Under the FAA, in any contract involving interstate commerce, a provision through which the parties agree to arbitrate their disputes shall be “valid, irrevocable, and enforceable, save upon such grounds as exist at law or in equity for the revocation of any contract.” The court noted that the FAA was written with a strong policy preference in favor or arbitral dispute resolution. A litigant can compel arbitration under the FAA if he/she can demonstrate: (1) the existence of a dispute between the parties, (2) a written agreement that includes an arbitration provision which purports to cover the dispute, (3) the relationship of the transaction … to interstate or foreign commerce, and (4) the failure … of the [opposing party] to arbitrate the dispute.”
Plaintiff disputed NSI’s authority to enforce the arbitration agreements because she alleged that she did not execute the loan applications or receive the student loan funds.
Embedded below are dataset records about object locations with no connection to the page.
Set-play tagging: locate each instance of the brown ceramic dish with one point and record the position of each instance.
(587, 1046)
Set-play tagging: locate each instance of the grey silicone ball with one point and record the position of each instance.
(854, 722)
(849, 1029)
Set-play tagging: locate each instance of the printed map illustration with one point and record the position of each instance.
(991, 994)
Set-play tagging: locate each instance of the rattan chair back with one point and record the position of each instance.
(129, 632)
When a party moves to compel arbitration and the opposing party disputes the validity of the purported arbitration agreement, the motion to compel arbitration is treated as a motion for summary judgment.
In evaluating Defendant’s motion, the court preliminarily noted that three of the four aforementioned arbitrability requirements were satisfied: there was a dispute between the parties; the underlying transactions related to interstate commerce; and Plaintiff opposed arbitration. The dispute hinged on the second arbitrability element – the existence of a valid written agreement encompassing their dispute.
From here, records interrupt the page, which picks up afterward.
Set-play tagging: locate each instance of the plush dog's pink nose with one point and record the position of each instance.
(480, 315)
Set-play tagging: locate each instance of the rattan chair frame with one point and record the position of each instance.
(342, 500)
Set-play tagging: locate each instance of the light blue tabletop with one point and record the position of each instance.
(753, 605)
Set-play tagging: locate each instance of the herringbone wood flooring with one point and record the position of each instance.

Rather than challenge the scope of the arbitration agreements, Plaintiff contended that the agreements had no application whatsoever because NSI was a separate entity from Sallie Mae Bank (the lender identified on the promissory notes). In response, Defendant pointed out that NSI was known as Sallie Mae, Inc. until May 2014. Whatever rights Sallie Mae, Inc. had necessarily accrued to NSI. Moreover, the arbitration agreement was drafted expansively to extend rights not only to the lenders, but also to Sallie Mae, Inc. (now NSI); its parents, subsidiaries, and affiliates; and its predecessors, successors, and assigns. Even if NSI were a materially distinct entity from Sallie Mae, that would make no difference, because as a member of the extended Sallie Mae family, NSI was contractually empowered to compel arbitration.
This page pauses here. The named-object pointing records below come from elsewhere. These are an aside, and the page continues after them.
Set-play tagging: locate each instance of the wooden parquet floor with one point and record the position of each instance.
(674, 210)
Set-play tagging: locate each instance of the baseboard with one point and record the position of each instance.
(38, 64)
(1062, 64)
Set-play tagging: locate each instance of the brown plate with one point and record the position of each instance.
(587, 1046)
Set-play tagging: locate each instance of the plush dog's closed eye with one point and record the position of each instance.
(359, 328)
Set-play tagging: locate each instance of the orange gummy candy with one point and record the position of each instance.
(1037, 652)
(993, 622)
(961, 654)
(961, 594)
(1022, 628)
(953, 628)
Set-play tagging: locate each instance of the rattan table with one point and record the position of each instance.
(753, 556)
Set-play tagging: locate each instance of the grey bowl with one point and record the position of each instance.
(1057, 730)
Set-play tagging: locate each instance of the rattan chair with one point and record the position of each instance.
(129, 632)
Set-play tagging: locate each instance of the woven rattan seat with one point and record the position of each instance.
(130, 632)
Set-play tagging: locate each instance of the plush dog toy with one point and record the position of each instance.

Alternatively, Plaintiff alleged that the signatures on the loan documents submitted by Defendant were not hers. The court noted that this claim was at least facially more valid (i.e., it was not easily dispelled by the plain language of the agreements). Indeed, the court stated that it may have been inclined to defer Defendant’s Motion to Compel and grant limited discovery on the issue of arbitrability if Plaintiff had presented an affidavit, a declaration, or some other admissible evidence unequivocally showing that she disputed the existence or validity of her student-loan debt. After all, if Plaintiff truly did not sign the promissory notes, she could not be compelled to arbitrate her TCPA and FRCA claims. Plaintiff merely supplied an affidavit stating that she had “no knowledge” about NSI or any contractual relations between NSI and herself. The court attributes these statements to Plaintiff’s mistaken belief that NSI is distinct from Sallie Mae (with whom Plaintiff does not deny having entered into a contractual relationship). Plaintiff’s unfamiliarity with NSI is immaterial to Defendant’s Motion to Compel Arbitration and Stay Action.
In the end, the court denied Plaintiff’s Motion Requesting Leave to File a Sur-Reply (filed nearly a month after Defendant filed its reply brief). In denying Plaintiff’s motion, the court gave two (2) reasons. First, the District “highly disfavored” surreplies. Second, Plaintiff’s motion was largely lifted from a brief in an “analogous but unrelated action” in West Virginia – arguments that the Supreme Court of Appeals of West Virginia rejected two days before Plaintiff filed her motion.